Sharrow has two convictions for drunken driving, police said Monday morning, but authorities aren’t saying whether alcohol was a factor in the incident Friday night.
Assistant District Attorney Thad West, the prosecutor at the brief hearing Monday, said the investigation into Parkhurst’s death is continuing and details – including a police affidavit with an official account of the incident and the reasons for Sharrow’s arrest – were being withheld until the investigation is complete.
If convicted, Sharrow faces up to 30 years in prison.
Sharrow’s attorney, Robert Ruffner, did not oppose the high bail, but reserved the right to challenge it and seek lower bail later. He said he didn’t know if Sharrow or her family members had the means to post the bail set Monday.
Sharrow, wearing orange jail overalls, seemed impassive during Monday’s hearing. She could hardly be seen in the courtroom, with Ruffner and court officers standing between her and observers. About 20 people were in the courtroom, but none of them would talk and they left immediately after the hearing without commenting.
Sanford police Detective Sgt. Matthew Jones said Sharrow has a drunken-driving conviction in Maine and an aggravated drunken-driving conviction in Portsmouth, New Hampshire. Police have declined to say whether alcohol was involved in Friday’s incident. In a death involving a vehicle, police draw blood from the driver to do a toxicology screening.
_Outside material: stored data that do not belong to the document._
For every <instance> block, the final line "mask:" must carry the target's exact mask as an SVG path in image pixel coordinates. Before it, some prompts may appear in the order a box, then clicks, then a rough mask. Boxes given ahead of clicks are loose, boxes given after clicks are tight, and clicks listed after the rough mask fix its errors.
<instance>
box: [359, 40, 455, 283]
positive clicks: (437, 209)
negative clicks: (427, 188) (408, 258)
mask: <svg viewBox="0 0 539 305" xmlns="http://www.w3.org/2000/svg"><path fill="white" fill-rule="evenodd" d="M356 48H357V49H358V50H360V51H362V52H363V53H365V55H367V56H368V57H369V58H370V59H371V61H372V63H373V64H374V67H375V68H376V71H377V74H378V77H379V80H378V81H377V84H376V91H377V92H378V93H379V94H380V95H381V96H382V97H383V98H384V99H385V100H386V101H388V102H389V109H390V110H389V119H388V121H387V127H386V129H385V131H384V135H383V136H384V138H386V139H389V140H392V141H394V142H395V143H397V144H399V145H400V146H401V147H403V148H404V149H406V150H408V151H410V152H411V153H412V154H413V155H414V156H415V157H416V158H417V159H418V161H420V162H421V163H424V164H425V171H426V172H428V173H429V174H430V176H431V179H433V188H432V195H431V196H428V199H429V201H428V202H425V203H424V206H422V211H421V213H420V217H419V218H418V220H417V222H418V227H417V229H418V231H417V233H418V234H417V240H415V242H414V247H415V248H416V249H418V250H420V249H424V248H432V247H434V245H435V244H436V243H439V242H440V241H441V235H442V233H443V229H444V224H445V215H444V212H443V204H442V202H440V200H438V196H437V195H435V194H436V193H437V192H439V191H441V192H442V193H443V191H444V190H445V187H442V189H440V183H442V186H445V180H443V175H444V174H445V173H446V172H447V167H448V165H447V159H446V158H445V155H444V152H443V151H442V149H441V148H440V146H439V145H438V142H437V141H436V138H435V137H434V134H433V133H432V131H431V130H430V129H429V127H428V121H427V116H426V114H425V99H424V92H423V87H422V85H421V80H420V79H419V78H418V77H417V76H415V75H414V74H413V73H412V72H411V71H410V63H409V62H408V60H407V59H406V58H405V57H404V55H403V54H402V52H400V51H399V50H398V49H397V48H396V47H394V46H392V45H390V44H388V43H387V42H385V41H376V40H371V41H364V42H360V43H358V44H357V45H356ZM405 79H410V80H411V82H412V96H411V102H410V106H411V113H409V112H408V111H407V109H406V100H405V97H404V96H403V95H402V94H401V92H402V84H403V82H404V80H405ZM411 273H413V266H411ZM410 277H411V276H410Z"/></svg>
Jones also said Sharrow has a history of mental health issues. He would not elaborate and declined to comment on what her mental state might have been Friday night, but he said she was reported missing in 2014 and was found in the woods about 24 hours after she was last seen at a local restaurant.
Ruffner said he was appointed to the case Monday morning and spoke with Sharrow before the hearing. He declined to characterize his client’s mood, offer a motive for her driving on the field or provide any information on the case, including whether she was drinking Friday night.
The bizarre sight of a car careening around the field stunned players on the field and spectators. And, in an unusual twist, Parkhurst, the man who was struck and killed, had confessed five years ago to the hit-and-run death of a 4-year-old girl in Fulton, New York, in 1968. He was never prosecuted because the statute of limitations had run out.
Relatives of the girl said news that the 61-year-old had been killed by a driver in Sanford brought closure to the family.
Ruffner said there was “no information either way” on whether Sharrow and Parkhurst knew each other before Friday night.
Sharrow’s psychological examination will probably be conducted over the next couple of months, Ruffner said, but won’t become public unless it becomes an issue in the case – if Ruffner tries to argue that his client is not competent to stand trial or not criminally responsible for her actions, for example.
No one answered doorbells at the four-unit apartment building where Sharrow lived on Monday morning.
Biddeford Journal Tribune Reporter Tammy Wells contributed to this report.